İsrail'in Gazze Şeridi'nde yürüttüğü soykırımda hayatını kaybeden 10 yaşındaki Filistinli çocuk Azmi Ebu eş-Şar’ın vasiyeti, dünya çapında büyük bir acı ve şok yarattı. Ailesinin, Azmi'nin cep telefonunda bulduğu vasiyet, küçük çocuğun savaşın korkunç gerçeğiyle yüzleşmesini ve ölüm korkusunu hissetmesini gözler önüne seriyor.
Azmi, 19 Mart 2024’te cep telefonuna yazdığı vasiyetinde, "Uzun yaşamayacağımı hissediyorum" diyerek ailesine son dileklerini iletmişti. Çocuğun yazdığı bu cümleler, İsrail’in Gazze'ye yönelik sürekli bombardımanları ve yıkıcı etkileri altındaki bir çocuk zihninin acı dolu yansıması olarak dikkat çekiyor.
Ailesine Yazdığı Vasiyet: Eğer Uyursam ve Ölürsem Beni Bağışlayın
Azmi’nin vasiyeti, tüm dünyayı derinden etkileyen bir duygu yüklü ifadeyle başlıyor: "Allah'ın Selamı, rahmeti ve bereketi üzerinize olsun. Annem, babam, kardeşlerim Naime, Şehd, Meryem, Mahmud; eğer uyursam ve ölürsem beni bağışlayın." Bu sözler, Filistinli çocuğun içinde bulunduğu korku dolu ortamı ve geleceğe dair kaygılarını açıkça ortaya koyuyor.
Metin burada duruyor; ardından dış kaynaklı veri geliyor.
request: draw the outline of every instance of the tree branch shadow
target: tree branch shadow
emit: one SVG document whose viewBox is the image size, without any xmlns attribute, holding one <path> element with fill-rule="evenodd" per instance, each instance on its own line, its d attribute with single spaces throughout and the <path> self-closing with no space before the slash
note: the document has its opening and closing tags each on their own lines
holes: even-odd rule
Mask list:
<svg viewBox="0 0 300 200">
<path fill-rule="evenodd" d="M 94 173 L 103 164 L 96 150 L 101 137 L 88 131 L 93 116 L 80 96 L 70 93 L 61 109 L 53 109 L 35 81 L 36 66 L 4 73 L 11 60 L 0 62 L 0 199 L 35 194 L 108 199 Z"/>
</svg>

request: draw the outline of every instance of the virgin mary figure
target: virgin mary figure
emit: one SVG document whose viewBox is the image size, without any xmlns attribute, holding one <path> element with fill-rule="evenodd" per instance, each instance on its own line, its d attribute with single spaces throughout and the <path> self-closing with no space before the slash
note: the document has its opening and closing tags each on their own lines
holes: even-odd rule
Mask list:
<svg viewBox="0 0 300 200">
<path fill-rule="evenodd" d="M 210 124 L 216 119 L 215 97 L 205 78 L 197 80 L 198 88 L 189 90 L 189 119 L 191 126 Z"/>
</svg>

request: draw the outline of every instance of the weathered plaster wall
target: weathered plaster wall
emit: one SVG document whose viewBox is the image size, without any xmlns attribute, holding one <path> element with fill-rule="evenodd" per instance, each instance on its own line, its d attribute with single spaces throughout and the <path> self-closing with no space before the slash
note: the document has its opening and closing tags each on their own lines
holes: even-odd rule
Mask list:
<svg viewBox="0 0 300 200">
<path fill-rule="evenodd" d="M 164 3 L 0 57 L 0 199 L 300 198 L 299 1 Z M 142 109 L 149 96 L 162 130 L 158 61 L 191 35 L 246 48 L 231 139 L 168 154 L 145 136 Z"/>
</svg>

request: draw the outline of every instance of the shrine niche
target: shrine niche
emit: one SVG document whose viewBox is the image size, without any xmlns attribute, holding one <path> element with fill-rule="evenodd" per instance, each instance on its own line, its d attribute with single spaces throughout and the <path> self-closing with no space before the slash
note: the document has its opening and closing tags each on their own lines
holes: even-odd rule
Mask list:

Vasiyetinde annesine ve babasına, kardeşlerine ve yakınlarına hitaben özür dileyen Azmi, kendisinin ölümünü beklediğini, bu korkulu günlerde onlara duyduğu sevgiyi ifade etti. Çocuğun, "Ben uzun yaşamayacağımı hissediyorum" cümlesi, çocukların savaşın yıkıcı etkisi altında nasıl travmalar yaşadığını gözler önüne seriyor.
Gazze’de 17 Bin Çocuk Hayatını Kaybetti
Azmi Ebu eş-Şar’ın vasiyeti, Gazze’deki çocukların yaşadığı dehşetin sadece bir örneği. Gazze Şeridi’ndeki hükümetin Medya Ofisi tarafından yayımlanan son istatistiklere göre, İsrail'in Gazze’deki bombardımanları sonucu 17 bin 861 çocuk hayatını kaybetti. Bu korkunç rakam, İsrail’in Gazze’ye yönelik saldırılarının ne kadar yıkıcı olduğunu gözler önüne seriyor.
Gazze'deki çocuklar, ölüm korkusuyla birlikte hayatta kalabilmek için cesetlerinin parçalanması ya da ölümünün ardından kimlik tespiti yapılabilmesi için isimlerini kollarına yazmaya başvuruyor. Bu görüntüler, savaşın masum çocuklar üzerinde bıraktığı kalıcı etkileri dramatik bir şekilde gözler önüne seriyor.
10 yaşındaki Azmi Ebu eş-Şar’ın vasiyeti, sadece bir çocuğun son dileklerini değil, aynı zamanda Gazze’deki savaşın çocuklar üzerindeki yıkıcı etkisini de gözler önüne seriyor. Azmi’nin yazdığı satırlar, masum bir çocuğun, savaşın gölgesinde hayatını kaybetme korkusuyla, ailesine olan sevgisini ve özür dileme gerekliliğini hissederek yazdığı son cümleler olarak tarihe geçti.
Azmi'nin vasiyeti, her birinin acı dolu bir gerçeği yansıttığı ve savaşın yarattığı travmaların ne denli derin olduğunu gösteriyor. Masum bir çocuğun gözünden savaşın korku ve ölümle yüzleşmesi, tüm insanlık için büyük bir ders niteliğinde.